What cities have is a great capacity to convene people together and become almost the host of initiatives, and this links directly to bringing together a whole range of far more diverse network actors. It’s the soft power of identifying a vision and overall strategy, and then creating an informal energy around it. “This is where we want to go. Who can help us? How can we bring stakeholders together?” This is an example this is not yet more properly incorporated in political science literature because most thinking is often attached to quite hard policy instruments that a mayor or a city does have.
Strategic planning with long-term planning efforts are very important because they partially generate this informal buzz around where the city is heading. But in many cities, these plans can also have key powers. They determine what can happen where, and at that level you can ensure that some of the most basics are synchronised. For example, where does your rail line go, where do you put the buildings and at what density.
This brings me to a key rule of more integrated planning: You need to prioritise, to ensure that you focus on the stuff that really matters. Trying to micromanage all sorts of different things, such as who can have a balcony or not, or whether a local shop is possible here or there at the metropolitan level—that’s a waste of time. Much more important is to go for the really big issues: where are the locations of strategic uses; how do you ensure greater mixed use; how do you roll out infrastructure and relate it to new urban development.
LF:
For issues with great impacts, should citizens be consulted or would experts be more well-placed to answer these?
PR:
There are initiatives which are clearly shifting those relationships. Many former government departments even have former activists involved in their sort of, formal bureaucracies. So we build bridges through personal contacts there. The internet and social media have also helped to open up conversations across a broader church of professionals working in a certain sector.
Strategic Urban Governance
LF:
What are some myths on the trade-offs between good and bad growth that have been disproved by cities, particularly in the area of environment and transport?
PR:
A very good question. The most important one is at the macro-level. Cities like Singapore, but also Stockholm, Copenhagen, and Portland have pursued relatively ambitious environmental targets and shown to perform at the same time, quite well, economically. We can already say, “Look, at least there’s not a contradiction.” Targeting better air quality, better water, more efficient transport and so on, really seems to be paying off also economically.

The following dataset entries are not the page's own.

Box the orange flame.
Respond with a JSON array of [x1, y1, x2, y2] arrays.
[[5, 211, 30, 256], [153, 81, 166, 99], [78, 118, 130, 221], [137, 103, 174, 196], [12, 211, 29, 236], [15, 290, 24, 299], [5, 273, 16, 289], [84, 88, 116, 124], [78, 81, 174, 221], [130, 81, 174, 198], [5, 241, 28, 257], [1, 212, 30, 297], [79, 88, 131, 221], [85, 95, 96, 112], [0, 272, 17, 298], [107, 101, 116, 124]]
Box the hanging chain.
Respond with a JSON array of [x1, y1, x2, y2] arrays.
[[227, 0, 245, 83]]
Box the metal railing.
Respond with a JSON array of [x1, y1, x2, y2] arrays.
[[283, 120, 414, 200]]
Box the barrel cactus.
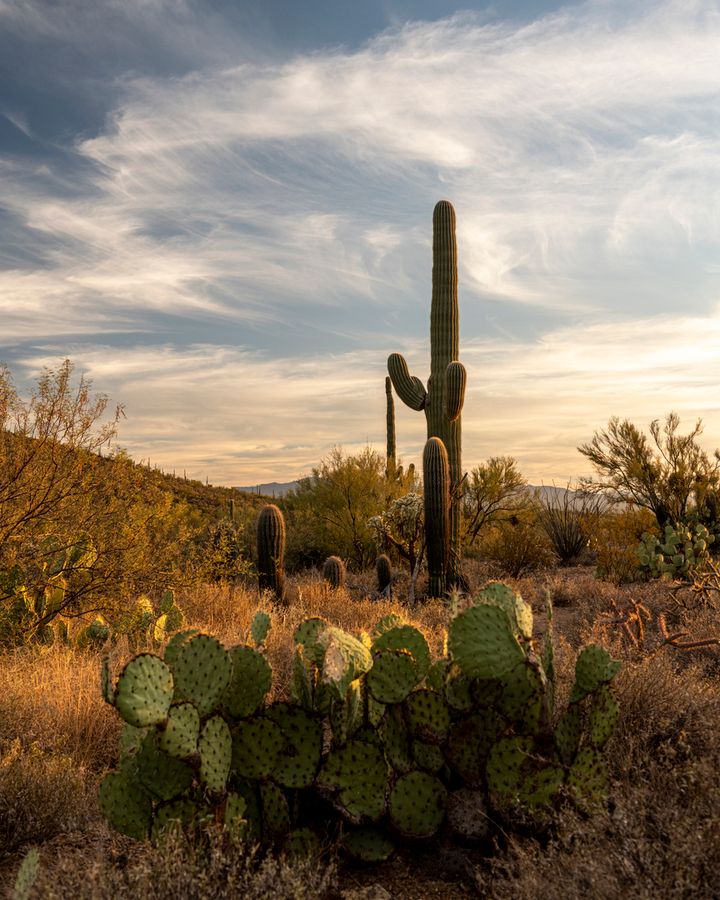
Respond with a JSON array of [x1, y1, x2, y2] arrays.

More sceptical people would say, “Well, but it’s all a question of time and how fast you do it.” And once again, those cities including Singapore have shown that relatively radical interventions, such as congestion charging, have paid off economically and not just environmentally.
Besides transport, another beautiful case is the greening of buildings such as Singapore’s green façade initiatives. These make buildings more costly initially in the design phase, and also slightly more expensive to maintain. But the overall impact on the micro-climate is an advantage which ecologists have always been highlighting. And we’re now seeing real added advantages to the image of the city, and the desirability to work or live in these buildings. All of a sudden, these investments actually also pay off financially.